Narrator He remained ambitious despite his loneliness and work. Taking correspondence courses, he continued to study for his teaching diploma, which he received late in 1939 with high marks. In his private life, too, he found happiness. He fell in love with his colleague Klava. They got married and planned their future together. But first he had to serve in the army. His many letters – often written with a mix of melancholy and hope – were his only way of connecting to his family.

Aleksandr Makejew “In the time leading up to the army, my life really got better than before in all respects, but this did not last. All in all, I do not mourn the past but hope for the future. It could be that, in a year’s time, perhaps in October or November 1941, if everything goes peacefully that is, I will be back from the army.”

Narrator Eight months after he wrote this, Makeev became a prisoner of the Germans. The conditions in the prisoner-of-war camps were disastrous: Countless Red Army soldiers died. At the same time, the SS demanded more and more labourers. When they asked the Wehrmacht to be given Soviet prisoners of war, the Wehrmacht promptly agreed. In autumn 1941, 2000 prisoners, now labelled “Work Russians”, arrived in Buchenwald. The inmates there were shocked at the sight of the new arrivals.

Unidentified Buchenwald inmate “The prisoners had lost so much weight, they were skeletons. Their clothes were torn; the long beards made their sunken-in faces look even more haggard. Shoes and boots were tattered and some of them had only rags wrapped around their feet.”

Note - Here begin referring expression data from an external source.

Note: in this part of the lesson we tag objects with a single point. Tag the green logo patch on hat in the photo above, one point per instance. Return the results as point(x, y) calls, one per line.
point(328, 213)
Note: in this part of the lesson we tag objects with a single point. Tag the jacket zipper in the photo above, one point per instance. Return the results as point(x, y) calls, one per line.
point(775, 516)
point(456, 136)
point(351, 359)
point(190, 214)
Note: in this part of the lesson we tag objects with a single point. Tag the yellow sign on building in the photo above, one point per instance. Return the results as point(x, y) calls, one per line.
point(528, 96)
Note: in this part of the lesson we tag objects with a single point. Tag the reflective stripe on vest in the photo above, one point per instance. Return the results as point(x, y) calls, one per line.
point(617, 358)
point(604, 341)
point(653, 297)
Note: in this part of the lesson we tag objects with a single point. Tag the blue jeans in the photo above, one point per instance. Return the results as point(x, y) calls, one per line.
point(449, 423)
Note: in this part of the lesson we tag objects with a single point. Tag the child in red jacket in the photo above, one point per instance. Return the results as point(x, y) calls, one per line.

Narrator In Buchenwald, the prisoners of war were crammed in six isolated barracks, away from the other inmates. But contrary to their plans, the SS now had neither work for them nor any interest in what was to become of them. They left the men to their own devices. Some inmates organized help. But many were beyond help: Within the year, one in three prisoners of war had died of disease, forced labour and hunger.

Makejew died as early as January 1942. According to the camp administration files, he died of pneumonia. It was not until 1980, after decades of uncertainty, that his sister Ira learned where and how Aleksandr had died.